God's New Revelations

The Great Gospel of John
Volume 1

Jesus' Precepts and Deeds through His Three Years of Teaching
On Mount Morgenkopf near Kis

- Chapter 156 -

The cool, invigorating morning breeze. Peace-spirits. Descent from the mountain-peak after the Lord's company's extended stay. The blind Mosaic detractors. The Lord's hint about Moses' account of the creation.
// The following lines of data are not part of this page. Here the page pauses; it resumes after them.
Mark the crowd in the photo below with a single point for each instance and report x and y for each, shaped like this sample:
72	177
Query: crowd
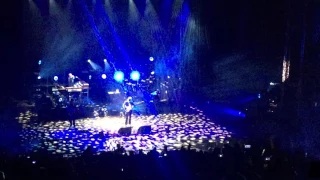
232	161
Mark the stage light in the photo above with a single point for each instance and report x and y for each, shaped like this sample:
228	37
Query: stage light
118	76
135	75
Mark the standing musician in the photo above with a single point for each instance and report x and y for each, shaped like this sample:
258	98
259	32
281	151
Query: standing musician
128	106
71	78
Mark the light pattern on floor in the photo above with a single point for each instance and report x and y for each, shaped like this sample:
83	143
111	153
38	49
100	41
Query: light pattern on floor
173	130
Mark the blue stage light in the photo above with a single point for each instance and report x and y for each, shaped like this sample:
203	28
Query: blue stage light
135	75
118	76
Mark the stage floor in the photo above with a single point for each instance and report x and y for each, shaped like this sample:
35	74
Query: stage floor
184	129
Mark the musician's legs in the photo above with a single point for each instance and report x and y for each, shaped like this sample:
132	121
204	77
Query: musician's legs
74	121
129	118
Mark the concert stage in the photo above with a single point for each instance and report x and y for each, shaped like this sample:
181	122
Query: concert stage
173	130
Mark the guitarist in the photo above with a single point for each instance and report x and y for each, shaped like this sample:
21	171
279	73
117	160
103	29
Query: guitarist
128	106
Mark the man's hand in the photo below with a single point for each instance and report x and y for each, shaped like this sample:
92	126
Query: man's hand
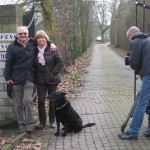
9	81
53	47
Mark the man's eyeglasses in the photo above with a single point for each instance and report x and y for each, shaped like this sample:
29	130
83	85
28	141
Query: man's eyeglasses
23	33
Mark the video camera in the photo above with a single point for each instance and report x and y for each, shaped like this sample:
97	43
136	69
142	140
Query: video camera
127	59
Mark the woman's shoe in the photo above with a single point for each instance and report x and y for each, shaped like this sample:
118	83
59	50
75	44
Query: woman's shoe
52	125
146	134
40	126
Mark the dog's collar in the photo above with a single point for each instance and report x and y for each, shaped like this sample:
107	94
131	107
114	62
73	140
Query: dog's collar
58	108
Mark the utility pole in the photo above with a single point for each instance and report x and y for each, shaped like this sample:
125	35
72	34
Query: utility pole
73	32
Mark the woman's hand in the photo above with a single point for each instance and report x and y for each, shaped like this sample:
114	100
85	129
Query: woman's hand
9	81
53	47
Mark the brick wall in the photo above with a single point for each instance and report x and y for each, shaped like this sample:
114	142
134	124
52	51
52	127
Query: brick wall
10	19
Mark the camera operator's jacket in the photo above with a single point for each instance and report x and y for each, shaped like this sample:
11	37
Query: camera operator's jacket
140	53
19	65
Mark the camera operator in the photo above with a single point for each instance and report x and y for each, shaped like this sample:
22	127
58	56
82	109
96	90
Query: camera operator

After this instructive talk, of which Kisjonah said that it left him no further question, the coming day began to dawn in the East; and on the mountain-peak, where we were quite snug, a very cool morning breeze crept in and Kisjonah suggested we should move down to the nearest alpine hut until the sun came up.
2
Say I, 'Let's leave that! This light morning-frost at this height will actually harm no one, but rather strengthen everyone's limbs; besides, it won't last long and has to be so, otherwise a certain variety of spirits, not to be described further here, would bring bad weather for the day, if not prevented from rising by the powerful peace-spirits.'
3
Kisjonah was reassured and we tarried on the mountain peak until midday. After midday however we moved down to the alpine ranch again, where we stayed another two days, with all sorts of discussions about man's life-responsibility and the nature of the earth, the stars and all kinds of other things.
4
Much of it was beyond the rather dull section of the Jews and the Pharisees who remained with Me, but they did not argue about anything; because these Jews and Pharisees, who had turned My way already on the day of My first visit at the tax-collector Kisjonah's house, in reality were more awake and better spirits and more sober thinkers and had already a high opinion of Me and received My Word as Godly. These are therefore not to be compared with those driven back to Capernaum, nor with those who four days earlier had been driven down to the lowland by the mountain's liveliness.
5
But although the above-mentioned better Jews and Pharisees already were quite firm followers of Mine, they shrugged their shoulders at some explanations about the true and graduated coming into being of the creation of the earth and all things in and upon it, as also about countless other heavenly bodies, saying among themselves, 'Is not this diametrically opposed to Moses! Where are the six days of Creation and where the Sabbath on which God rested! What is then Moses' account of the coming into being of all that comprises all parts of the world? If this worker of miracles from Nazareth now gives us a completely different teaching, making Moses obsolete, then what should we say to that? But if he disposes of Moses, then he also disposes of all the prophets and ultimately even of Himself, because if there is no Moses, then the prophets also are nothing - and hence also the expected Messiah, Whom he purports to be!
6
Yet, basically, this teaching is correct and it could easily be with the creation as he explained it now, rather than Moses' account.
7
Then somebody came to Me and said: "Lord! If it is like this, then what about Moses and all the prophets?"
8
Say I: "Those should be understood and comprehended by you in the right sense and mind!
9
In his account of creation, Moses presents only images that make known the substantiation of the first cognition of God by the men of the earth, but not the material creation of the earth and of all the other worlds."